El compañero se calla. Lagrimea. Le pide perdón por haberlo abrumado con esta confesión. De pronto está asustado. Que se tranquilice, le dice él. Que no hay nada de malo en su sueño. Además no se lo contará a nadie, promete. Todos tenemos un sueño. Como todos tenemos un secreto. También él, así insignificante como se lo ve, tiene un sueño. Y tampoco se anima a contarlo. Tal vez porque los sueños, al contarlos, si no estamos a su altura, revelan, además de nuestra vanidad, nuestra frustración más recóndita.

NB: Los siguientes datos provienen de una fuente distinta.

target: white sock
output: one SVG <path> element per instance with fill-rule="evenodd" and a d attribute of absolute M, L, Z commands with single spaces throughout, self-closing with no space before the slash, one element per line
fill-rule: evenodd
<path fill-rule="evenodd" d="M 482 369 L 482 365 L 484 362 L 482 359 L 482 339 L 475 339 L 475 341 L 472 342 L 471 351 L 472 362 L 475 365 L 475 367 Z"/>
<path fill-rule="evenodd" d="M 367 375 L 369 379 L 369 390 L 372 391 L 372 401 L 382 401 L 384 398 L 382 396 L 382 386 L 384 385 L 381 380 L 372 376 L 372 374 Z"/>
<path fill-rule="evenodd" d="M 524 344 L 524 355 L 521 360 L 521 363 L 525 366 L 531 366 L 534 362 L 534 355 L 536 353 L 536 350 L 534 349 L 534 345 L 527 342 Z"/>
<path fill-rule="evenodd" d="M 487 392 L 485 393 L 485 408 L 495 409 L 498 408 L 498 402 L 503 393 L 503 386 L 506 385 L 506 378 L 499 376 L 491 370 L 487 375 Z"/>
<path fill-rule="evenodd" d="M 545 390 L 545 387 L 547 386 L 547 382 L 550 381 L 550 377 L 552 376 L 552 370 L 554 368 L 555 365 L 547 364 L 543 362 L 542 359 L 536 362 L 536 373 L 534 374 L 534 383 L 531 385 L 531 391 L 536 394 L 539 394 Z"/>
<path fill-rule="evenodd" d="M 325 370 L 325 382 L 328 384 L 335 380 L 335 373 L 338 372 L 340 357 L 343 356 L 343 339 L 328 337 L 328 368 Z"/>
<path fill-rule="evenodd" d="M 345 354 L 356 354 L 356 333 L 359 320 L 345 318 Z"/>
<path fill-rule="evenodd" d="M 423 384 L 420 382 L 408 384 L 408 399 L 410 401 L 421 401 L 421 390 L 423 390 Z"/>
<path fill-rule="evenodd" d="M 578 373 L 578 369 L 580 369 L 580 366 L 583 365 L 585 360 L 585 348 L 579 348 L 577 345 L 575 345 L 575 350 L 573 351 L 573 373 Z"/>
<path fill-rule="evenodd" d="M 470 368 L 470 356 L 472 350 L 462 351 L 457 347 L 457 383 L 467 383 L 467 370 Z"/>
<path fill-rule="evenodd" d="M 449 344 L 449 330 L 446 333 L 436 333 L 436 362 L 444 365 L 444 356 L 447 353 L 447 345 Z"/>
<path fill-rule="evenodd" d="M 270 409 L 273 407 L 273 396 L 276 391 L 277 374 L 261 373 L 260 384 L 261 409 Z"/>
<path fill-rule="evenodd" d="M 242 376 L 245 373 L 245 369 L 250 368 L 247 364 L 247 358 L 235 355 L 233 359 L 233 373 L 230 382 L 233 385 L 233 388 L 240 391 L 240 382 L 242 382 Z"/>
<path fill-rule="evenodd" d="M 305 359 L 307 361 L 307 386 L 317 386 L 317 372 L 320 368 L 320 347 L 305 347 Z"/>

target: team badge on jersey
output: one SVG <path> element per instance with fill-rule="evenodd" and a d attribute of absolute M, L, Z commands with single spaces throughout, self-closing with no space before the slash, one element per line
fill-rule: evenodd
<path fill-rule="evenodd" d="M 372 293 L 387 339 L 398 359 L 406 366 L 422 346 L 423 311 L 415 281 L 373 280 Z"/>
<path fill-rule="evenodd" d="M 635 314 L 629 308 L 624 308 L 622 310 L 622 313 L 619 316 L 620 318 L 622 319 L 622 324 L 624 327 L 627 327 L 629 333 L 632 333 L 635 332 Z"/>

No debe angustiarse, le dice el compañero. Todo hombre tiene una necesidad de pureza que lo impulsa a respirar aire limpio. Como prueba de amistad y también como un pacto entre ellos, le dice, le hablará de su sueño. El oficinista se sorprende de estar hablando con la precipitación y la turbulencia de alguien que estuvo atragantado por la culpa. Aunque él no ha cometido un delito. Enamorarse no es un delito. Y él está enamorado. Se sorprende contándole al compañero su tragedia familiar, se sorprende contándole su relación con la secretaria, se sorprende contándole que sueña huir con ella, se sorprende contándole que él tampoco aguanta más. También está por llorar. Y, mientras está contándole, empieza a sentir que se desconoce contando, que no es él quien habla sino otro. El otro.
El compañero lo abraza. La confesión los une, le dice. Abismarse en la confesión es la esencia del alma rusa. Que no tema, lo calma. También él es reservado, dice. No le dirá a nadie lo que le contó. Abrazados, los dos lloran. Pero no lloran por la misma razón.
El oficinista llora de miedo.
Más le vale urdir pronto cómo eliminar al compañero.